As executive producer, his works include:

- Picturing Mary (2022)
- The Face: Jesus in Art (2021 Emmy-winning documentary)
- Sacred (2017 documentary)
- Leading with Kindness (2008 PBS documentary)

== Awards ==
Baker has received seven Emmy Awards, including the 1987 Trustees Emmy Award. He was also a Distinguished Visitor at the American Academy in Berlin, Class of 2008.

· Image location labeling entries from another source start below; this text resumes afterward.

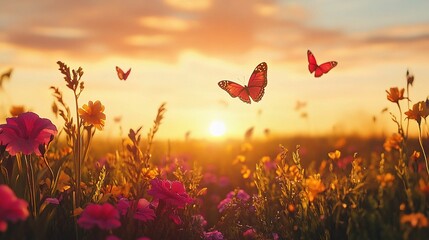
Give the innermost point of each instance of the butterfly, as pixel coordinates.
(321, 69)
(255, 87)
(121, 74)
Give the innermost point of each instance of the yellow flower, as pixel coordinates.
(420, 110)
(314, 186)
(395, 94)
(415, 219)
(245, 172)
(393, 142)
(334, 155)
(92, 114)
(385, 179)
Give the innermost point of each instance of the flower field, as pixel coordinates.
(58, 182)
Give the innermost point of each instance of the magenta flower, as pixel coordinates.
(103, 216)
(11, 207)
(213, 235)
(171, 192)
(26, 133)
(249, 234)
(112, 237)
(144, 212)
(54, 201)
(122, 206)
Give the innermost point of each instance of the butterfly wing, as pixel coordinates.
(312, 63)
(235, 90)
(258, 82)
(324, 68)
(121, 74)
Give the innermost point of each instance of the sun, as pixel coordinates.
(217, 128)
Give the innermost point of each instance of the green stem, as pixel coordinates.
(401, 129)
(423, 150)
(77, 160)
(31, 185)
(50, 170)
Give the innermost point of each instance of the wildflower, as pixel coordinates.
(26, 133)
(16, 110)
(314, 186)
(415, 219)
(239, 159)
(334, 155)
(423, 186)
(344, 162)
(394, 95)
(213, 235)
(393, 142)
(54, 201)
(11, 207)
(385, 179)
(199, 220)
(410, 78)
(291, 208)
(103, 216)
(122, 206)
(245, 172)
(144, 212)
(175, 218)
(172, 192)
(92, 114)
(241, 194)
(224, 204)
(420, 110)
(249, 234)
(112, 237)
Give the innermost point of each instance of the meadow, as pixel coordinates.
(58, 182)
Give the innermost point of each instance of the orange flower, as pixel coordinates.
(415, 219)
(410, 79)
(16, 110)
(334, 155)
(420, 110)
(92, 114)
(393, 142)
(424, 187)
(395, 94)
(314, 186)
(385, 179)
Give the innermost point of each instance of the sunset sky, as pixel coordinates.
(180, 49)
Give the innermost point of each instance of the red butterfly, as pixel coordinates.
(319, 70)
(254, 89)
(121, 74)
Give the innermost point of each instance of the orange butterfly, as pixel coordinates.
(321, 69)
(121, 74)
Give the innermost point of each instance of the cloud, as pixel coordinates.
(162, 30)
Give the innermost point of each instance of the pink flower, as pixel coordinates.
(26, 133)
(144, 212)
(224, 204)
(122, 206)
(112, 237)
(103, 216)
(241, 194)
(213, 235)
(11, 207)
(175, 218)
(171, 192)
(54, 201)
(249, 234)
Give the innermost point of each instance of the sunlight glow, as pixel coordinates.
(217, 128)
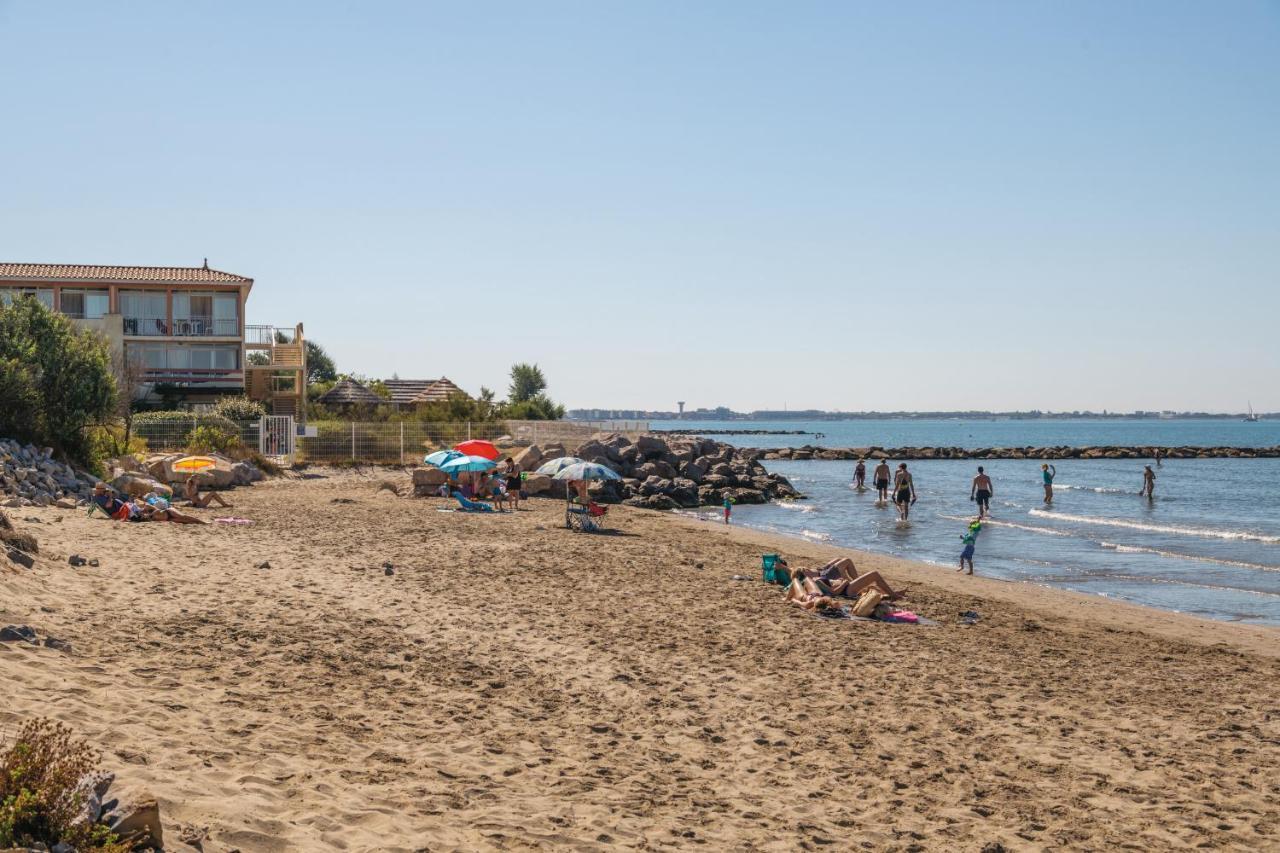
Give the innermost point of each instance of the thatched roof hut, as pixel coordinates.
(348, 392)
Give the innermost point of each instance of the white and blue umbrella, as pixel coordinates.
(588, 471)
(440, 457)
(558, 465)
(469, 464)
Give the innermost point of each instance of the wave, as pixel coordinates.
(996, 523)
(1235, 564)
(1097, 489)
(1159, 528)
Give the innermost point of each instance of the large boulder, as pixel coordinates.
(529, 459)
(536, 484)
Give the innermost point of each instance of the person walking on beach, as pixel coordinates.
(1048, 471)
(970, 539)
(904, 491)
(982, 492)
(882, 475)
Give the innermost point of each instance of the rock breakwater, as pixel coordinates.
(1109, 451)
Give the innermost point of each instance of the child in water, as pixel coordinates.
(969, 538)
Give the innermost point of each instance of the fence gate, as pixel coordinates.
(277, 437)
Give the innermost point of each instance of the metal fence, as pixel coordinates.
(397, 442)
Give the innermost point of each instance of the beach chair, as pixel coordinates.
(584, 518)
(466, 505)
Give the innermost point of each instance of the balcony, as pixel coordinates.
(190, 327)
(195, 375)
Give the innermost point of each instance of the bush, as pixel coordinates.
(55, 379)
(240, 409)
(211, 439)
(41, 794)
(108, 442)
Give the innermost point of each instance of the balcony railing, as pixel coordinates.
(190, 327)
(195, 375)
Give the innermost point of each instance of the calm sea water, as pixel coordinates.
(996, 433)
(1208, 544)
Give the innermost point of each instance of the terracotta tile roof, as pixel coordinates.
(99, 273)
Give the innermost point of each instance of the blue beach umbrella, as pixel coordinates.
(469, 464)
(588, 471)
(440, 457)
(558, 465)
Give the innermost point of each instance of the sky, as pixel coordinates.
(760, 205)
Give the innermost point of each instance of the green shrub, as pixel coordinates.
(240, 409)
(211, 439)
(55, 379)
(40, 790)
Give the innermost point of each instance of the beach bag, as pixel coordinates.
(867, 602)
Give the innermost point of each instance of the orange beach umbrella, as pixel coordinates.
(479, 447)
(195, 464)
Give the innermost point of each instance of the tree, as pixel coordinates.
(320, 366)
(59, 377)
(526, 383)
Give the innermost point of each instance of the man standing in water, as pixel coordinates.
(1148, 484)
(882, 475)
(904, 491)
(1050, 473)
(982, 492)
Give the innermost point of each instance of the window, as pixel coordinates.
(9, 293)
(85, 305)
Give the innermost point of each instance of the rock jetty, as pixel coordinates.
(30, 475)
(1133, 451)
(658, 473)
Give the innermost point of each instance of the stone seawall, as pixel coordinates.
(850, 454)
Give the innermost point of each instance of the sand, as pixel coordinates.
(516, 685)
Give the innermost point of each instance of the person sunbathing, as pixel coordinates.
(191, 489)
(807, 593)
(840, 578)
(155, 507)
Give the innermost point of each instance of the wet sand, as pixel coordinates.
(516, 685)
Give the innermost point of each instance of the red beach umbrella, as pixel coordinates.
(479, 447)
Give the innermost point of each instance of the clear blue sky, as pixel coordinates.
(840, 205)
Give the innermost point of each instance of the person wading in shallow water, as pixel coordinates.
(882, 475)
(982, 491)
(1048, 471)
(904, 491)
(1148, 484)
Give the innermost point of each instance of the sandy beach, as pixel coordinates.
(515, 685)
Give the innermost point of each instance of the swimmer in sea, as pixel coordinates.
(904, 491)
(882, 474)
(982, 491)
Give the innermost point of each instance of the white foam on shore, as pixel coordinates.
(1237, 564)
(1157, 528)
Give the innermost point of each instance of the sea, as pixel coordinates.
(1208, 544)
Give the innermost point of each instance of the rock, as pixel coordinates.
(536, 483)
(17, 633)
(529, 459)
(136, 817)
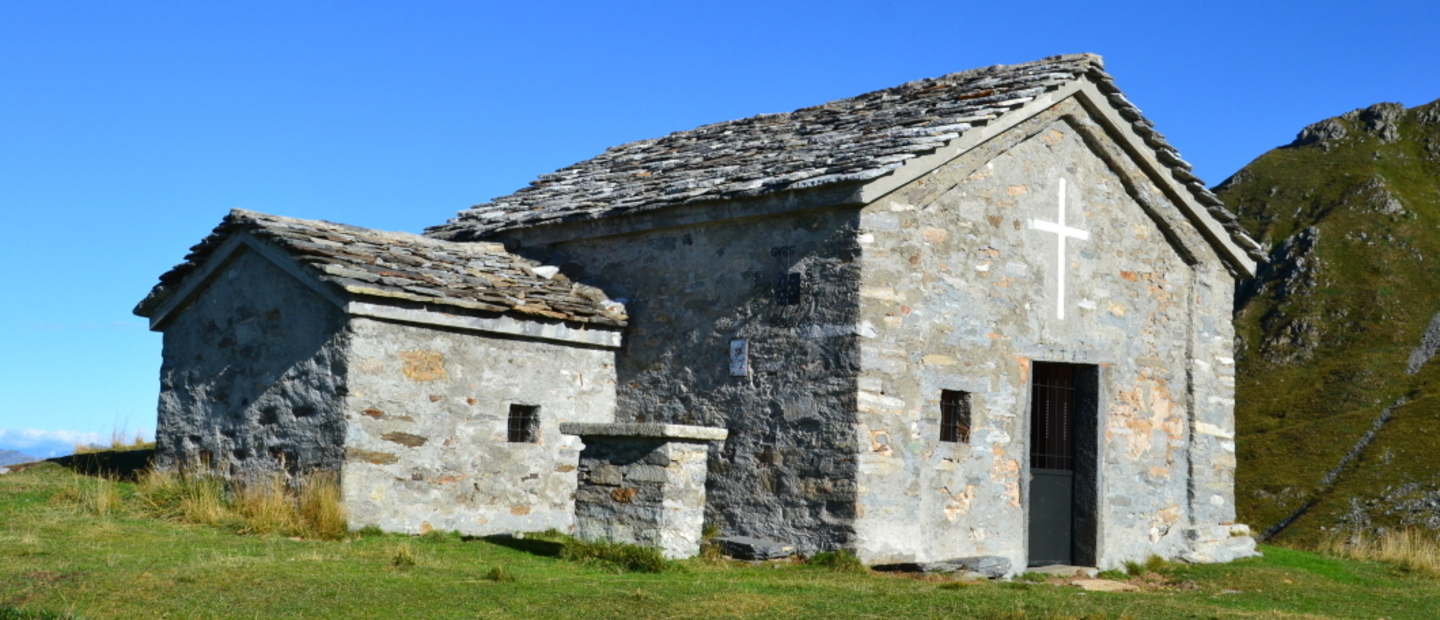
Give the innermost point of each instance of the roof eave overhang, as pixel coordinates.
(1099, 105)
(360, 304)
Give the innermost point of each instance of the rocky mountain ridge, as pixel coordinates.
(1338, 404)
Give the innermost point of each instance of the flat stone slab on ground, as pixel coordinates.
(1105, 586)
(753, 548)
(988, 566)
(1060, 570)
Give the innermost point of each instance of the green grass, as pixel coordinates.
(1298, 415)
(61, 561)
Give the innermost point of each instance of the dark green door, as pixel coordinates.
(1051, 463)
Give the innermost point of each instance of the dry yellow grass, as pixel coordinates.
(1411, 550)
(97, 497)
(265, 504)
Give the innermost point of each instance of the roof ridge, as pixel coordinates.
(405, 266)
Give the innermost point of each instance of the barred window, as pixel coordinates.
(955, 416)
(524, 423)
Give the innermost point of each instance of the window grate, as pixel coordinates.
(1051, 423)
(524, 423)
(955, 416)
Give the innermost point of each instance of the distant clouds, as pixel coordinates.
(46, 443)
(87, 325)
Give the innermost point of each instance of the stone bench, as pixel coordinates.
(642, 484)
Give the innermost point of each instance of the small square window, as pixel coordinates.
(524, 423)
(955, 416)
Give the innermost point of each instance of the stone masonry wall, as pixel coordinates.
(426, 427)
(786, 285)
(252, 376)
(959, 292)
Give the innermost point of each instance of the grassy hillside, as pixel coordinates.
(1351, 213)
(64, 558)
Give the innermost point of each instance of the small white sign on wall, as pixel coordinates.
(739, 357)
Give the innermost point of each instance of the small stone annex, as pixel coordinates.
(979, 320)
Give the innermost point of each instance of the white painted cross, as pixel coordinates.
(1062, 232)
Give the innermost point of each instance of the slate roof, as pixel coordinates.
(843, 141)
(409, 268)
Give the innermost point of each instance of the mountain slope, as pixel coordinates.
(12, 458)
(1338, 426)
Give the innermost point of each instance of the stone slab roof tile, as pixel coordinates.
(843, 141)
(386, 265)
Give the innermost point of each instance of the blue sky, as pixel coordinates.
(127, 130)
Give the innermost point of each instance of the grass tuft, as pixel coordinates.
(310, 508)
(403, 557)
(500, 574)
(1409, 550)
(838, 561)
(19, 613)
(97, 497)
(618, 555)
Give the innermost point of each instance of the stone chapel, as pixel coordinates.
(978, 315)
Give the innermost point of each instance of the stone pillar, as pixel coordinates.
(642, 484)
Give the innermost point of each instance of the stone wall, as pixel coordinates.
(959, 292)
(252, 376)
(784, 284)
(426, 427)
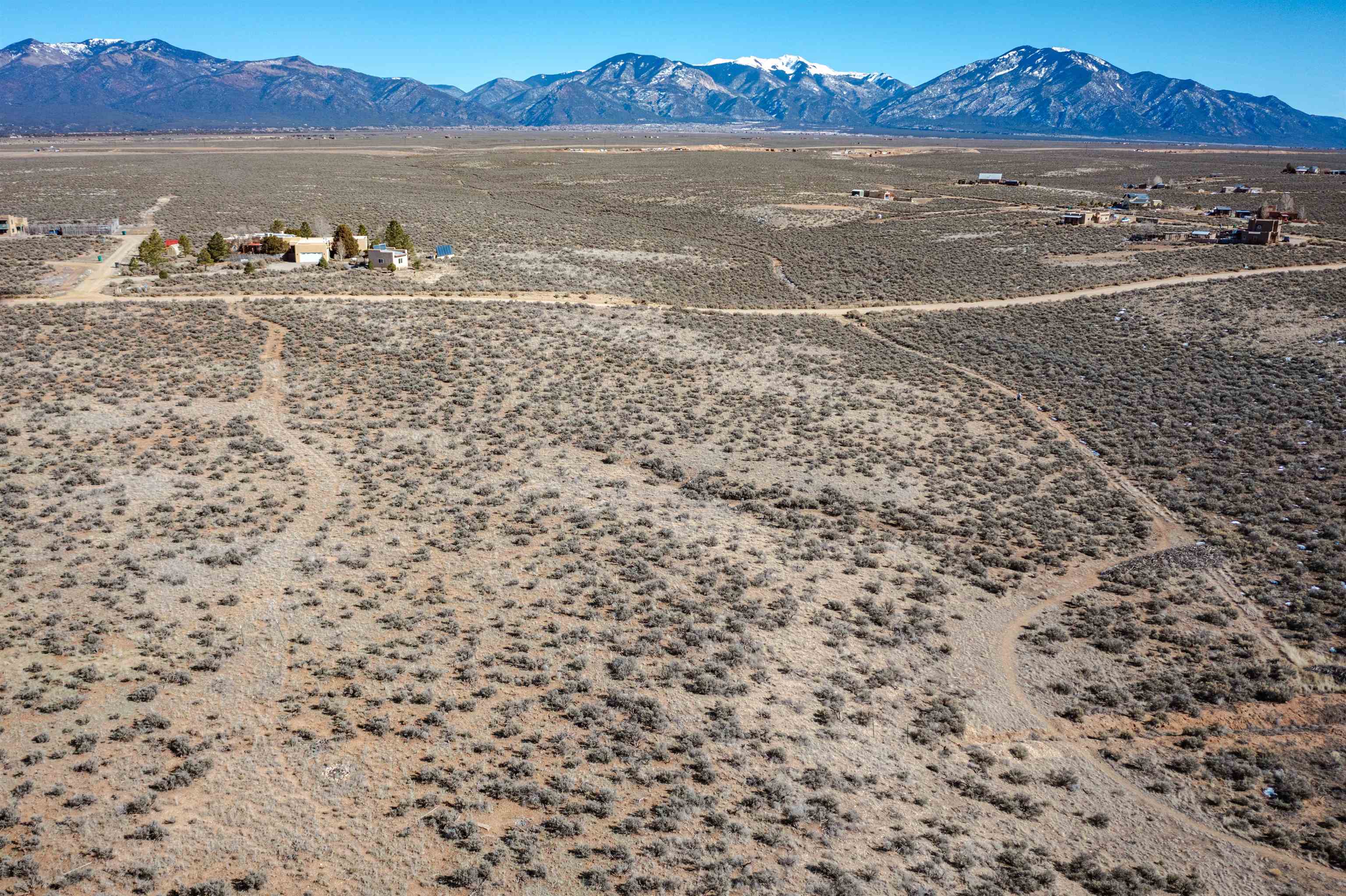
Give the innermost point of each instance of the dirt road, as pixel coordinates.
(81, 294)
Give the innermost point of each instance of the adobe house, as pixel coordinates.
(309, 252)
(1263, 232)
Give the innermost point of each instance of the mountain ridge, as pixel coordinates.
(130, 85)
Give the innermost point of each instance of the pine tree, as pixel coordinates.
(397, 239)
(344, 243)
(152, 249)
(219, 247)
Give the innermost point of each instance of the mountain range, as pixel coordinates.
(152, 85)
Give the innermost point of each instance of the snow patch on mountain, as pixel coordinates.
(788, 63)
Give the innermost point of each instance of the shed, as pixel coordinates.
(309, 252)
(387, 258)
(1263, 232)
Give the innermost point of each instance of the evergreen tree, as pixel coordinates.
(344, 243)
(152, 249)
(219, 247)
(397, 239)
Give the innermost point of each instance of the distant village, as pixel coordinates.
(1262, 225)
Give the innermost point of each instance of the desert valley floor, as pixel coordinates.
(696, 528)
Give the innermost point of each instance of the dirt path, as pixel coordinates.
(1167, 533)
(101, 272)
(617, 302)
(319, 497)
(1031, 300)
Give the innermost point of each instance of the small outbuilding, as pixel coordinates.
(395, 259)
(309, 252)
(1263, 232)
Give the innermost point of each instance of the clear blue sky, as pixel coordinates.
(1218, 43)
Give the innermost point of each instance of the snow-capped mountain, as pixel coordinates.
(107, 84)
(788, 63)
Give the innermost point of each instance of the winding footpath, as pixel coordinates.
(321, 474)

He is a fellow of the American Academy of Arts and Sciences. He has been inducted into the Management Hall of Fame by the National Academy of Television Arts & Sciences (NATAS), the Broadcasting & Cable Hall of Fame, and the New York State Broadcasters Association Hall of Fame. He received the Mark Schubert Award from the Lincoln Center Institute. He has also received two Alfred I. DuPont–Columbia University Awards and the Gabriel Personal Achievement Award. In 2016, the Chamber Music Society of Lincoln Center honored his performing arts work.

== Personal life ==
Baker has a B.A., M.A., and Ph.D. in Communications Sciences and Organizational Behavior from Case Western Reserve University. He is a former chairman of the National Parks System Advisory Board and served on the board of Westinghouse Broadcasting Company (1979-1987) Rodale, Inc. in Emmaus, Pennsylvania, Leitch Electronic(Canada) and Freedom Communications. He served on many nonprofit boards including Catholic University of America, St. Elizabeth College, and PBS.

In cooperation with Fordham University, he taught Juilliard's only business course, The Business of the Performing Arts.

He was married in 1968 to Jeannemarie Gelin, a psychiatric nurse practitioner, in 1968.